Her body shuddered as Aiken inched closer. He timidly reached out a hand towards her shoulder just as she let out a loud sneeze. Surprised by the sudden noise, Aiken let out a high-pitched shriek. “Huh? How rude, I thought it was common curtesy to say ‘Bless you’ when someone sneezes. When you sneeze your heart stops, for crying out loud! Don’t you know how traumatic that is for an old person?”

“I…I th-thought you were…” Aiken struggled to put a sentence together as he tried to regain his composure.

“And honestly, what was that shriek you let out just now?
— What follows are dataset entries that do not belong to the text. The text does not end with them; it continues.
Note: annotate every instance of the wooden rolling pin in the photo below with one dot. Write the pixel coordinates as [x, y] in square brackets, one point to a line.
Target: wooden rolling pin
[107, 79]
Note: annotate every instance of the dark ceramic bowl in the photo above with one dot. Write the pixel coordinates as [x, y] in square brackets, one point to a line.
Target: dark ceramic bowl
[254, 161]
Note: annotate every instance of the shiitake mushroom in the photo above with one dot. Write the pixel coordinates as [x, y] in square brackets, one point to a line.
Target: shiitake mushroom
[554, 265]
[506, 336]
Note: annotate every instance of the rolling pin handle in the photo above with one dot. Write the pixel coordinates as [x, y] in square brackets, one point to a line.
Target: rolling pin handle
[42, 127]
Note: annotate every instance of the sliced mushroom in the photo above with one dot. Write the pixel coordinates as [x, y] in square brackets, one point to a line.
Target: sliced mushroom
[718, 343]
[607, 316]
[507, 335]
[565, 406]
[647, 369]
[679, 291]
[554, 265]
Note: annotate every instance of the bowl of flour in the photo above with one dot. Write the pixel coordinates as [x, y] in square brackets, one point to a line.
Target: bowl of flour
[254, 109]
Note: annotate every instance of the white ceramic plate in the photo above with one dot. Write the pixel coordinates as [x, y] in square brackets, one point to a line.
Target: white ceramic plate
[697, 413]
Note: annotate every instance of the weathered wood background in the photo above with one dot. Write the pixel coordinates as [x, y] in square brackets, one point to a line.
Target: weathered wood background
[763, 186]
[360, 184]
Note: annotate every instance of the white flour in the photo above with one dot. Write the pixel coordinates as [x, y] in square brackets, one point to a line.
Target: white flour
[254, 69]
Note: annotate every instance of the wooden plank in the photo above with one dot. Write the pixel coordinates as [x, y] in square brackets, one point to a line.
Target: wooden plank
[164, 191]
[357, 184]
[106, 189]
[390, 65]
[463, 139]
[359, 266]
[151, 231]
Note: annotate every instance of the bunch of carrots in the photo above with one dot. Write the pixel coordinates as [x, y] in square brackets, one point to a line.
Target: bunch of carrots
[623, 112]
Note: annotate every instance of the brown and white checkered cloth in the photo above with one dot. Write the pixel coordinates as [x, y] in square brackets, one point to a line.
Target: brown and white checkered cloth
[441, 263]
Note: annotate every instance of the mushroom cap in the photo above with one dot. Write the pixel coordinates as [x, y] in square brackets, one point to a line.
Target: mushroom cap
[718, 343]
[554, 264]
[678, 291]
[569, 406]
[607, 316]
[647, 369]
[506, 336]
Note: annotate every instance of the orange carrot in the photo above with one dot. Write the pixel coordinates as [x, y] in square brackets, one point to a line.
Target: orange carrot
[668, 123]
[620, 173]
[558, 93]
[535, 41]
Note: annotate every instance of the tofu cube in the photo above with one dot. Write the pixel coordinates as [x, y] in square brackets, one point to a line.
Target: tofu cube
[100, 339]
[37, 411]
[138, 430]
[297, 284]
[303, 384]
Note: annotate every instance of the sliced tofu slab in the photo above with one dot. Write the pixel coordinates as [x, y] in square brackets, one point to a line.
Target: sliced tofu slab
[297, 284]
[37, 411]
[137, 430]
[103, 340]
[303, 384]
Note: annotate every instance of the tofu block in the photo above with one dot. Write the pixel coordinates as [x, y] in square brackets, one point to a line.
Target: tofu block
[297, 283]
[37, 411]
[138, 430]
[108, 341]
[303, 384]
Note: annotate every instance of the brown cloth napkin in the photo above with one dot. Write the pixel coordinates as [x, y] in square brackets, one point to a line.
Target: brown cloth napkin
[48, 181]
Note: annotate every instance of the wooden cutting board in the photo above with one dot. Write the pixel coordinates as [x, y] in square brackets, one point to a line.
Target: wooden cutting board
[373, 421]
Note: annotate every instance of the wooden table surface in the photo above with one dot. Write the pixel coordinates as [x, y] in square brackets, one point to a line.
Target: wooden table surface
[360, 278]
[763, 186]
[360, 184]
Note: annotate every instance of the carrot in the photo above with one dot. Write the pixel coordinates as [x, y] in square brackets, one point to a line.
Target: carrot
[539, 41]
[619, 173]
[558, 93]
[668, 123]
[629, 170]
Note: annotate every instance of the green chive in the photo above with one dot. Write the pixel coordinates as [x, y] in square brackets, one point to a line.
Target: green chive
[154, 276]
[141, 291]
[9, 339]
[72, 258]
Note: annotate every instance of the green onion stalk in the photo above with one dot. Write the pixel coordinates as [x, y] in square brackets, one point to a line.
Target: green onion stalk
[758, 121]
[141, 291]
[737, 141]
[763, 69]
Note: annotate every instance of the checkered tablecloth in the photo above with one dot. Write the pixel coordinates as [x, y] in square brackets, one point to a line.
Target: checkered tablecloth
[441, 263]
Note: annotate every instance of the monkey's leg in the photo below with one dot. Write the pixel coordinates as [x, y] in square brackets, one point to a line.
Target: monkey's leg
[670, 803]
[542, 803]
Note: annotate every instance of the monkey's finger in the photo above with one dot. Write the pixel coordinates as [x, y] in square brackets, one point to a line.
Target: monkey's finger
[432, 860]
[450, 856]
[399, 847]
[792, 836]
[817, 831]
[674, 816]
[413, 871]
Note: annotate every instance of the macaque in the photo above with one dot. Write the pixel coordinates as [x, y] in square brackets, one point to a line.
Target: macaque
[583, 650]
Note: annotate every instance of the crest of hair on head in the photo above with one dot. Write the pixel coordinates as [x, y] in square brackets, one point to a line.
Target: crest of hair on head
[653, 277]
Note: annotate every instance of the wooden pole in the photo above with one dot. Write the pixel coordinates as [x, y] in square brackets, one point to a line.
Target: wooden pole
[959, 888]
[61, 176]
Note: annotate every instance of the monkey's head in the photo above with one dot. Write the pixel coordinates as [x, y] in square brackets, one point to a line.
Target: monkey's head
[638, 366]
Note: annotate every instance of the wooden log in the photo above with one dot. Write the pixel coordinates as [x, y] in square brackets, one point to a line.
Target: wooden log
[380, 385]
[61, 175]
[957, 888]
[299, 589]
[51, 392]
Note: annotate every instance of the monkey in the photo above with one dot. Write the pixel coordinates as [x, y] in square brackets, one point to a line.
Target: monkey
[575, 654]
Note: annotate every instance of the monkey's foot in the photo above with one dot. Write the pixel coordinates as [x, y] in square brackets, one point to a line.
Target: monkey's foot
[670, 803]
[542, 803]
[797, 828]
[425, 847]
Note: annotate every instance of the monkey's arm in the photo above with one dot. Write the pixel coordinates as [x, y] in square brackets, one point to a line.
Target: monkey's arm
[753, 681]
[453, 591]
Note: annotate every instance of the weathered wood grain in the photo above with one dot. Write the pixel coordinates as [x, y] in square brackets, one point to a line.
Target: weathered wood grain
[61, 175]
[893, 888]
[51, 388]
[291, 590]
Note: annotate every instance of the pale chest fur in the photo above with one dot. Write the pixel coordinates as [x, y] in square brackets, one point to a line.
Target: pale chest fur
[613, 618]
You sounded like a little girl. Did you see a mouse or something? Were you frightened by a monster?” The old woman laughed at him. “You should try being more masculine.”

“What? Is that any way to speak to somebody who just saved your life?!” He yelled, his face bright red from embarrassment.

“’Saved’? You stood there and watched me get bludgeoned for five whole minutes! I saw you!”

“It was more like one minute and I was just caught in a moment of confusion. Besides, you weren’t beaten that badly, there’s hardly a scratch on you.” Aiken crossed his arms, determined to defend himself against her accusations.

“How dare you say that!” the old woman cried out. “Look! Just look at my body!”

“I don’t want to go blind from looking at your leathery sack of an old body!” Aiken shouted, shielding his eyes from potential exposure.

“Hmph! Some guardian you turned out to be. Imagine my surprise when my scout brought you in here.” Her voice changed to a reminiscent tone, “It’s been so long since I’ve seen one of your kind…  Well, it seems we’re even now. It’s too bad, I was really looking forward to making you indebted to me for life. And what bit of business brings you conveniently down here in my time of need anyway?”

“I couldn’t sleep. I want to know more about what’s going on here. And also, I want to know exactly who you are; please, tell me everything!” Aiken’s eyes blazed a bright green hue as he stared intently at the tiny old woman. The Fair Mother simply smiled.